Ne İle Yaşamalıyız?

Bir tanrı olduğundan mı yoksa bir tanrıya olan ihtiyaçtan mı var, ya da var olduğunu tahayyül ediyoruz?

Farkında mısınız biz sürekli dileniyoruz var olup olmadığını bile bilmediğimiz tanrılardan dileniyoruz. Sahip oldukları şeyleri bize sağlamaları için insanlardan dileniyoruz. Dürüstlük dileniyoruz. Bazılarının sadece kan pompalamak için varolan kalplerinden sevgi dileniyoruz.

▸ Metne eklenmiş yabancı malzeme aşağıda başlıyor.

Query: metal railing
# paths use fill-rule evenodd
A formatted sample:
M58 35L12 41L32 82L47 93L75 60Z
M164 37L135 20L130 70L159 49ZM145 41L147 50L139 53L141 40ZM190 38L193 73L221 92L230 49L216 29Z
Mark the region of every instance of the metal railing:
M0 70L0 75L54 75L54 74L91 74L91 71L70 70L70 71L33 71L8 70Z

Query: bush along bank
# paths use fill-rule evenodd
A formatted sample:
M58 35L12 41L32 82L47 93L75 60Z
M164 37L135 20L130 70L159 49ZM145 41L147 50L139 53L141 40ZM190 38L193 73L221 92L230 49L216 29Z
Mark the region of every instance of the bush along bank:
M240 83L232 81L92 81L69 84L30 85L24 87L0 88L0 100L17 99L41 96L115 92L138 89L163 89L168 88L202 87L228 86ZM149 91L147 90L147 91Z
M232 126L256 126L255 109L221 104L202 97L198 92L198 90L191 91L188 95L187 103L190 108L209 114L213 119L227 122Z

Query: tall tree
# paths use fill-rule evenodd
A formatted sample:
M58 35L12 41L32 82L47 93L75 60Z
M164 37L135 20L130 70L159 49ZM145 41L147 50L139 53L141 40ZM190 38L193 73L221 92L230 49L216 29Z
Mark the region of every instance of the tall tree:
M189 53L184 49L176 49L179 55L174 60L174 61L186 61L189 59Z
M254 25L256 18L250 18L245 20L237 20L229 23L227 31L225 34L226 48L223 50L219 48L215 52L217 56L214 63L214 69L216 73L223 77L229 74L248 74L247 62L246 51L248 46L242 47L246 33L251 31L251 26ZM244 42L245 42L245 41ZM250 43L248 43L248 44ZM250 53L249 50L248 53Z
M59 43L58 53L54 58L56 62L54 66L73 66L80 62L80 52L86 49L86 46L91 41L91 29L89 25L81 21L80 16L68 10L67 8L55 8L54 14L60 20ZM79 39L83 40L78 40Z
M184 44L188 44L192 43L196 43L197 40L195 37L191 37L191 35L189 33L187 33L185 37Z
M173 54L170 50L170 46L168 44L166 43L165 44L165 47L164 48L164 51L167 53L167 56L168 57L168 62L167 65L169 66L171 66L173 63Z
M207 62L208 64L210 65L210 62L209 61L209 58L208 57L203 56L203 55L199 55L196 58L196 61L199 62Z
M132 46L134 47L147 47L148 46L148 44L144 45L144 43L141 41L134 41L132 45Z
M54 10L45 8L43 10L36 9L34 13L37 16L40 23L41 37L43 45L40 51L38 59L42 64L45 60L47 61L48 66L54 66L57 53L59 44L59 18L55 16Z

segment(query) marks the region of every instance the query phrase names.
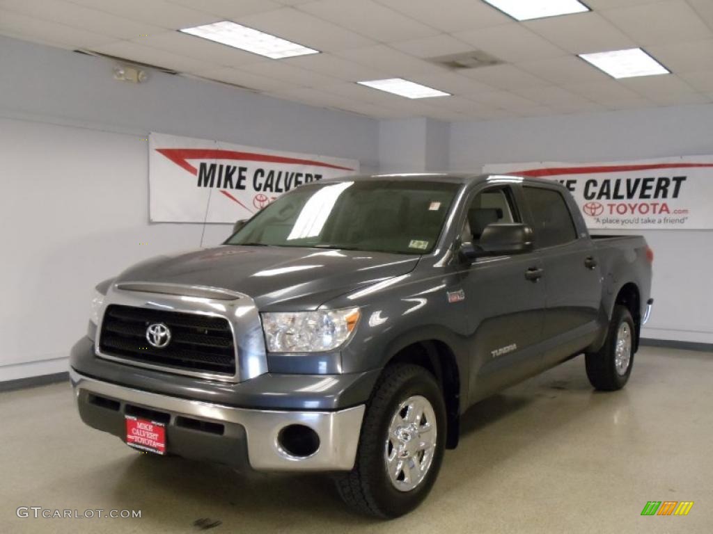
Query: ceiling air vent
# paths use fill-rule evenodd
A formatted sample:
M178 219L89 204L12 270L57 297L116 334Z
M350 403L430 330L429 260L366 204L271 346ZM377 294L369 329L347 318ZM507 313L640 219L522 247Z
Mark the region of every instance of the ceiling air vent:
M463 68L478 68L489 67L493 65L500 65L503 63L494 56L481 50L472 52L463 52L458 54L439 56L437 58L429 58L428 61L446 67L451 70L458 70Z

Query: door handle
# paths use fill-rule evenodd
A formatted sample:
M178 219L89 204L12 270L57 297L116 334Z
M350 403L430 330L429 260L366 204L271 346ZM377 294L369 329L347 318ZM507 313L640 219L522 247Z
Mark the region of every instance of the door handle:
M538 282L542 278L544 272L544 269L540 269L538 267L530 267L525 271L525 278L531 282Z

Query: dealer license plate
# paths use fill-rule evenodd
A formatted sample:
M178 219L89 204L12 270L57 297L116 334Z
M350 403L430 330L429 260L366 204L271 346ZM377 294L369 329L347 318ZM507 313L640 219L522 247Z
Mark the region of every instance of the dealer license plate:
M146 452L165 454L165 425L127 415L126 444Z

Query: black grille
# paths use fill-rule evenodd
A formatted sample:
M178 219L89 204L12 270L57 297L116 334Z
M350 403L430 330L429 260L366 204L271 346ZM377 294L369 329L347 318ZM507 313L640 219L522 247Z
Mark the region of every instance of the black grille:
M163 348L149 345L146 328L163 323L171 332ZM112 304L101 325L102 353L138 362L235 375L235 348L226 319Z

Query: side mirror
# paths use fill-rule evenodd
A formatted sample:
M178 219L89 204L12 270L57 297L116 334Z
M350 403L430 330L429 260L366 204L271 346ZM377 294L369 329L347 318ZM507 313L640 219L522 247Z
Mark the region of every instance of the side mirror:
M533 249L533 229L520 223L488 224L478 243L488 255L520 254Z
M476 245L463 244L461 253L473 259L483 256L520 254L533 249L533 230L520 223L493 223L485 227Z
M242 228L244 226L245 226L246 222L247 222L247 221L246 221L244 219L241 219L240 221L236 221L235 224L232 225L232 233L235 234L241 228Z

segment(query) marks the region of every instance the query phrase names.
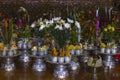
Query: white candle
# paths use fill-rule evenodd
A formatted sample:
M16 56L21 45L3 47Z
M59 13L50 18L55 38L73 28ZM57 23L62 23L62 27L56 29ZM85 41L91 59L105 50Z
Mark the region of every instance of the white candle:
M96 10L96 17L99 16L99 8Z

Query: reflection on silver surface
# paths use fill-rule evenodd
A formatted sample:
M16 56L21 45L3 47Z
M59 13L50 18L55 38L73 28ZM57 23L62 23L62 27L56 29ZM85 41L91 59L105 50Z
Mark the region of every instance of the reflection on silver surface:
M26 50L24 50L22 52L22 55L20 56L20 61L22 61L22 62L29 62L30 61L30 57L28 56Z
M15 65L11 58L6 58L5 62L2 65L2 68L5 69L5 71L12 71L15 69Z
M54 77L61 79L68 77L69 74L68 74L67 66L57 65L56 68L54 69L53 75Z
M37 59L35 63L33 64L33 70L36 71L45 71L46 65L42 59Z
M80 67L79 62L72 61L69 65L70 70L77 70Z
M106 55L105 60L103 61L105 67L114 68L115 60L112 55Z

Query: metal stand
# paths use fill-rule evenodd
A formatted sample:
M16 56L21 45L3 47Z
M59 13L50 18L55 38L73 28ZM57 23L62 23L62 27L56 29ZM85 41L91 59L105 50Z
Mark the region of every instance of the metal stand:
M69 76L68 70L67 70L67 66L66 65L57 65L54 69L54 73L53 75L56 78L66 78Z
M5 58L2 68L5 69L5 71L12 71L15 69L15 64L11 58Z
M33 64L33 70L36 71L45 71L46 70L46 65L42 59L37 58L35 63Z
M29 62L30 61L30 57L27 54L27 50L22 51L22 55L20 56L20 61L22 61L22 62Z

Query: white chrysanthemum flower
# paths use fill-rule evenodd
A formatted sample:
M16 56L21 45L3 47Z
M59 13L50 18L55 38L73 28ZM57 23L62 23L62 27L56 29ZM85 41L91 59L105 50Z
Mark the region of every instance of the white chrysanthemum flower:
M43 30L44 28L45 28L45 25L43 24L40 26L39 30Z
M72 19L69 19L69 18L67 18L67 21L68 21L69 23L74 23L74 21L73 21Z
M31 27L31 28L34 28L34 27L35 27L35 23L32 23L30 27Z
M65 28L70 28L71 27L69 23L64 23L63 25L64 25Z
M75 21L75 26L77 26L77 28L80 28L80 23L78 21Z
M54 21L59 21L61 19L61 17L55 17L55 18L53 18L52 20L54 20Z

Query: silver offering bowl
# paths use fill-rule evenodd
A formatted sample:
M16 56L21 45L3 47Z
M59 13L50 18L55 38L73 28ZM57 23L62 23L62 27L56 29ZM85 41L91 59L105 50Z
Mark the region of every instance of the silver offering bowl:
M45 71L46 70L46 64L44 62L44 57L45 55L33 55L33 54L29 54L29 56L31 58L34 58L34 63L33 63L33 70L35 71Z
M69 73L68 73L68 70L67 70L67 66L62 65L62 64L56 65L53 75L56 78L60 78L60 79L68 77Z
M69 66L70 62L69 63L66 63L66 62L60 63L59 61L54 62L51 60L50 55L46 57L46 62L50 63L54 66L54 68L53 68L54 69L53 70L54 77L59 78L59 79L64 79L69 76L68 66Z
M0 57L3 59L3 63L2 63L2 69L4 69L5 71L12 71L15 69L15 63L14 63L14 58L19 56L21 53L17 52L17 54L13 54L13 55L0 55Z
M21 56L20 56L20 61L22 62L29 62L30 61L30 57L28 55L28 51L27 50L20 50L22 52Z
M29 42L29 41L32 42ZM22 62L29 62L30 58L28 56L28 52L31 50L33 44L38 44L39 38L20 38L18 42L18 49L22 52L22 55L20 56L20 60ZM20 41L22 41L20 43Z
M114 57L112 55L106 54L103 60L103 64L105 67L114 68L115 67Z
M79 61L76 57L72 58L72 61L69 63L70 70L77 70L80 67Z

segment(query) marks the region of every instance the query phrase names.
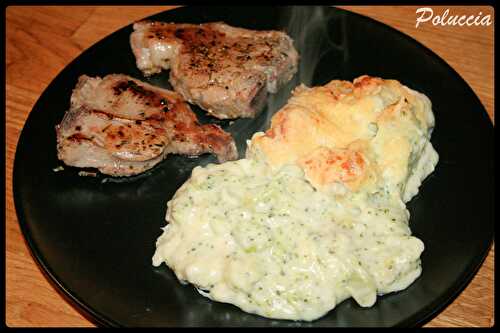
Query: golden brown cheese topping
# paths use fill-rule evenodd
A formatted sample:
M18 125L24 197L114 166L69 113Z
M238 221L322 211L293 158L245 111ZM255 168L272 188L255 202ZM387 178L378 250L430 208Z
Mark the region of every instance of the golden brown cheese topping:
M298 87L271 127L253 136L247 156L263 158L274 169L299 164L318 188L378 186L408 201L415 189L405 187L422 153L430 169L437 163L429 142L433 127L429 99L398 81L335 80Z

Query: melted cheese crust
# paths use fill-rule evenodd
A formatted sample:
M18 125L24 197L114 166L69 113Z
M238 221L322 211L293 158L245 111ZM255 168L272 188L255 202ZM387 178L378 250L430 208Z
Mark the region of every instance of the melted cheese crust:
M269 318L372 306L421 274L405 202L438 161L433 126L427 97L397 81L300 87L246 159L193 169L153 265Z
M302 165L319 189L339 183L351 191L384 187L409 201L438 161L429 142L433 127L431 102L425 95L398 81L365 75L353 83L335 80L321 87L298 87L273 117L271 127L254 134L247 157L263 159L273 169ZM338 163L344 170L332 169L325 152L338 156L339 151L346 158L361 155L362 165L346 159ZM303 162L311 156L320 159L314 168ZM419 162L420 158L424 160ZM419 169L423 176L409 182L419 163L426 165ZM350 177L341 177L353 171ZM333 173L338 176L332 177ZM407 189L408 183L412 187Z

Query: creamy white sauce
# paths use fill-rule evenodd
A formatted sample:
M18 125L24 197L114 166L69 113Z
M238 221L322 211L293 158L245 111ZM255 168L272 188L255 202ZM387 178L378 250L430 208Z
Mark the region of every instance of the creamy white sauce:
M428 172L420 164L407 197ZM297 166L252 159L196 167L168 202L153 265L270 318L314 320L349 297L372 306L420 275L424 249L403 201L384 193L334 196Z

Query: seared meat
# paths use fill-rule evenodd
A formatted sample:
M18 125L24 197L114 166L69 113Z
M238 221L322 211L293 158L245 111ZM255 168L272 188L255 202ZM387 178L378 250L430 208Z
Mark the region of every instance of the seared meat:
M113 176L146 171L168 153L238 157L232 137L199 124L179 94L119 74L82 75L56 132L60 160Z
M280 31L225 23L134 24L130 44L145 74L170 69L170 83L191 103L221 118L254 117L297 71L298 53Z

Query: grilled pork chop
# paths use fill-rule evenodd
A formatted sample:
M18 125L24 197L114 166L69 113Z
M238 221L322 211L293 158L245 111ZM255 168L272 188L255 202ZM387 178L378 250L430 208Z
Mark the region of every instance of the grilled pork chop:
M221 118L252 118L297 71L298 53L280 31L225 23L134 24L130 44L144 75L170 69L170 83L191 103Z
M113 176L144 172L169 153L238 157L232 137L200 125L179 94L119 74L82 75L56 132L60 160Z

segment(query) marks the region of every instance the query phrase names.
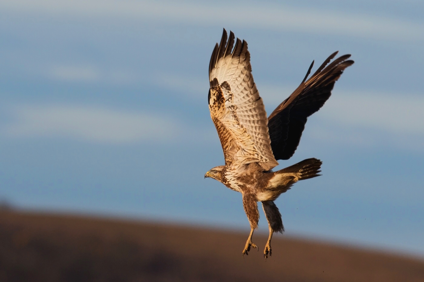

İnsanoğlu neden bu denli muhtaç? Hemen hemen herkes hayatında bir kurtarıcı bekliyor. Kimi içinde bulunduğu duruma çare, kimi yoksulluğuna çare olabilecek bir sebep, kimi yalnızlığa yoldaş olabilecek bir kalp, kimi cinsel ihtiyaçlarını giderebileceği bir partner... zaten insanlar birbirlerinin kalplerine dokunmadan önce bedenlerine dokunmuyorlar mı? 

Dünya yaşanılması da anlamlandırılması da çok zor bir yer. İnançlarınızı sıklıkla sorguladığımız, kendimizi ya da birilerine kızdığımız, hakkımız olmayan şeyleride hak talep ettiğimiz bir meydan burası. Herkesin ihanet ettiği, aşkın bile intihara meyledip kendi kendisini öldürdüğü bir mezar burası.

İnsanlar ne kadar acımasız, hem kendilerine hem sevdiklerine karşı. Hayat ne kadar tuhaf. Yaşamak ne kadar garip.  Bir anlık nefessizlikle silebiliriz aslında.  Geçmiş geleceğe uzanır ansızın. Yokluk yoktur ki. Yok olmak değildir değiştirdiğimiz boyut. Varlığımızın özüdür yaşanmışlığımızın ödülü yahut cezası. Hayatımızın hakikata uzanan boyutudur.  İşte hesap verme sırası geldi denildiği andır ahiret inancına sahip olanlar için.

Peki ya bugün  değişen hayatımızı  kaçıncı boyutta yaşıyoruz? Yokluğu düşündüğümüzde kalbimize saplanan acımı daha yakıcı yoksa yalnızlığı ve yalnızlığın verdiği huzuru düşündüğümüzde içimize doğan rahatlama duygusu mu daha güçlü?  Hangisine itibar etmemeli? 

Hangisini esas almalıyız? Hangisini dinlemeli? Ne ile yaşamalıyız?